Power Profiles

Thompson’s Motorsports – Terre Haute, IN – Oct. 16, 2006

101 1st. St.,
Terre Haute, Ind.
Robert Thompson, Chad Thompson, Scott Jaeger
Business Profile
Thompson’s, which started in 1973 as a Honda dealership, is on the verge of a considerable expansion for its powersports side. The dealership, located close to Indiana State University, sells cars and a full selection of powersports vehicles in its current 40,000 square foot facility. But the ownership group purchased 22 acres to build three new facilities, one of which will be a 40,000 square foot building for only powersports. Thompson’s current plans are to have all three dealerships online for the summer/fall of 2007. Currently, the dealership sells Honda, Yamaha, Suzuki and Kawasaki motorcycles, ATVs and scooters. Thompson’s also does a large preowned business, selling one used bike to every three new bikes and hopes to get that number close to two new to every one used. The powersports portion of the dealership has 22 employees.
Greatest Concern
Two concerns come to mind for Sales Manager Scott Westfall: ensuring Thompson’s is constantly prepared to appropriately handle consumers and overcoming poor decisions consumers made at other dealerships. “Reverse equity is a big concern,” Westfall said, noting many consumers fall victim to hidden, inflated fees and then can’t get out from their purchase two years later when they want to trade up. To appropriately handle consumers, Thompson’s aggressively trains its different departments, using internal and external training.
What’s Hot?
UTVs have been huge for Thompson’s. “I’m ordering three times the allotted amount everyday and getting most of them,” Westfall said, “but we still can’t keep a 30-day supply on the ground!” He said sales of Rhinos and Mules have been equally hot.

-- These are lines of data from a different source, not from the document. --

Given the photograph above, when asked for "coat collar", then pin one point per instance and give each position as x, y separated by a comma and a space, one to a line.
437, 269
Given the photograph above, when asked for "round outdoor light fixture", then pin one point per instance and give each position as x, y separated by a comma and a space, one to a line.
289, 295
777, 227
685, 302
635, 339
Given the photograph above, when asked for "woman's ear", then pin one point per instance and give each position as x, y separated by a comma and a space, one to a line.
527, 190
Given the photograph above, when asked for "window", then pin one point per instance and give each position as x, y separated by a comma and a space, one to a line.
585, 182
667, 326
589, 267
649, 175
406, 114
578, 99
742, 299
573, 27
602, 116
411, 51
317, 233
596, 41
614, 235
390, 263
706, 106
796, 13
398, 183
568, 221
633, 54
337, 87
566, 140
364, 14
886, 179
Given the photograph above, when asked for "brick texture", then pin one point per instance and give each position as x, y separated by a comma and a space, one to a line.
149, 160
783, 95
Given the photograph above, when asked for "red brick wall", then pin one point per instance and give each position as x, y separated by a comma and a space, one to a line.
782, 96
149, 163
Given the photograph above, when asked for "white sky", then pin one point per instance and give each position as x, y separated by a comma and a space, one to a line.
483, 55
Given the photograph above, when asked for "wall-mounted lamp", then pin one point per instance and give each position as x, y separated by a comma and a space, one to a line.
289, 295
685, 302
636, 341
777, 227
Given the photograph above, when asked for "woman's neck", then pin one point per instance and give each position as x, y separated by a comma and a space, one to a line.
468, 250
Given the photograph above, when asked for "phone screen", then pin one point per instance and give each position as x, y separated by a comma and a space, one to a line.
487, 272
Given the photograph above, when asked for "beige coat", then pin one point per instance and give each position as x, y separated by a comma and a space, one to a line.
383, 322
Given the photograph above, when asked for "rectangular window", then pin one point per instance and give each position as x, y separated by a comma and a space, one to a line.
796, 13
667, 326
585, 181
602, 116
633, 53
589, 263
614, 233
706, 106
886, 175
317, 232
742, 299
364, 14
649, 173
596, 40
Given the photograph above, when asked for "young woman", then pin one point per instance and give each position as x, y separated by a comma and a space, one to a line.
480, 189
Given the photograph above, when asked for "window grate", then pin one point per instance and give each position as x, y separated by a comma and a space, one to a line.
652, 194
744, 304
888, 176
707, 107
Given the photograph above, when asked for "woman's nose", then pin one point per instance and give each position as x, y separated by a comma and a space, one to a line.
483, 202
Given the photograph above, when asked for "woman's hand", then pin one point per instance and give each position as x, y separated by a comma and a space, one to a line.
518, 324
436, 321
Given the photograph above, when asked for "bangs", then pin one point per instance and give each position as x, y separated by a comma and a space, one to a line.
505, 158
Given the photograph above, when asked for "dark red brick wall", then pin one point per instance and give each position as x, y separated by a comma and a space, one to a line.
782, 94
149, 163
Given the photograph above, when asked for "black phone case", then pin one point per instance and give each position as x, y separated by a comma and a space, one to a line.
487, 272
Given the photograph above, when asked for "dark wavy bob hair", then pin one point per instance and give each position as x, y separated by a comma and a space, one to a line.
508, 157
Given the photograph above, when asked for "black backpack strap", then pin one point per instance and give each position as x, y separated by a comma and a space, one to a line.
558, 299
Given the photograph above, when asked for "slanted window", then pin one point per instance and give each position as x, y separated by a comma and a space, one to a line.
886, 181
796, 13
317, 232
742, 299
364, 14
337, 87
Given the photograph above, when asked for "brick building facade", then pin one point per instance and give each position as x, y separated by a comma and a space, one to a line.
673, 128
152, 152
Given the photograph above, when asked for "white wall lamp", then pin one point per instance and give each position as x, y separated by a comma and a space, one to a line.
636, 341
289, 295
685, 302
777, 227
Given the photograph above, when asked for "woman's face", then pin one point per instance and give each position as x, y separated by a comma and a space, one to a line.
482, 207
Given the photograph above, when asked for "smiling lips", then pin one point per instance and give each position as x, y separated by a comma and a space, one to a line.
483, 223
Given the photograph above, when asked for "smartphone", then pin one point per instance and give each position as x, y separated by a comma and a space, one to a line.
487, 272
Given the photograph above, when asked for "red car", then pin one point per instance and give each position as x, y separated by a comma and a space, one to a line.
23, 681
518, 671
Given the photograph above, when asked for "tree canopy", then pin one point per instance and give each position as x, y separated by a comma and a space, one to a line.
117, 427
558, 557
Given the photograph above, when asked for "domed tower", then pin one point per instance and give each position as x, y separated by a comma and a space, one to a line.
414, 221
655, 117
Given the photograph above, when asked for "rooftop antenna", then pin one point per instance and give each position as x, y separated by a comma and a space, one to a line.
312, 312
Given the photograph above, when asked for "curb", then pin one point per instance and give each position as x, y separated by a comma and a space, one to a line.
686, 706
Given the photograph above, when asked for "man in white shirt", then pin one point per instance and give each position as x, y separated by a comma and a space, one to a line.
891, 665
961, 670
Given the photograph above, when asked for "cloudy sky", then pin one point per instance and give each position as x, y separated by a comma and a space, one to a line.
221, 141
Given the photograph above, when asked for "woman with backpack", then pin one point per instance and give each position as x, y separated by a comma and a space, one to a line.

“The high-end helmets have really been a big benefit this year,” Westfall said, noting the company made a commitment this year to bulk up its Arai and Suomy lines. That commitment and training its staff so they could show consumers the reason for the price difference paid off. “For a long time,” Westfall said, “the only thing we thought we could sell” was a middle price range helmet or less.
Customer Buying Trends
Westfall said they’re averaging $1,300 to $1,400 in accessory sales for the UTVs. Surprisingly, that number doesn’t just include winches and other popular utility parts. More and more of that total accessory amount is including riding apparel, like leather jackets, gloves and helmets.
Parts and Service
Consumers regularly sign up for their first service on the day they purchase their new motorcycle or ATV. That’s part of a process Thompson’s calls a “Departmental Path.” The system, which aims to connect consumers with each of the dealership’s profit centers, starts with the sales department. Once the consumer has picked a new vehicle, they are introduced to the business manager, then begin walking the “path.” The consumer is brought to the accessory department, then the parts department and finally the service department, where the first service is scheduled.
Promotional Home Run
This July, Thompson’s hosted a two-day freestyle show at the dealership. They marketed the event with traditional cable TV, radio and print advertising. Plus, they augmented that by printing fliers and having staff post them at neighboring businesses. The result? More than 8,000 consumers showed up to watch a freestyle motocross team and a freestyle street bike team perform. The event also included special edition Thompson’s T-shirts, food and drink vendors as well as fire trucks and clowns for the kids. “It mostly was for awareness,” said Chad Thompson, one of the owners. “It wasn’t about making money that day.” Still, Westfall said “that following Monday, the rest of the month and following months were fabulous.”
Words of Advice
Both Chad Thompson and Westfall preach the importance of the basics. “People walk in your door and they don’t get greeted or feel welcomed. We saw that happen here too, and after replacing 90 percent of the staff (for various reasons) over the past five years we have those type of basics covered now. That’s the first big phase you have to work on,” Thompson said. “Great customer service is so hard to find when shopping for anything today.”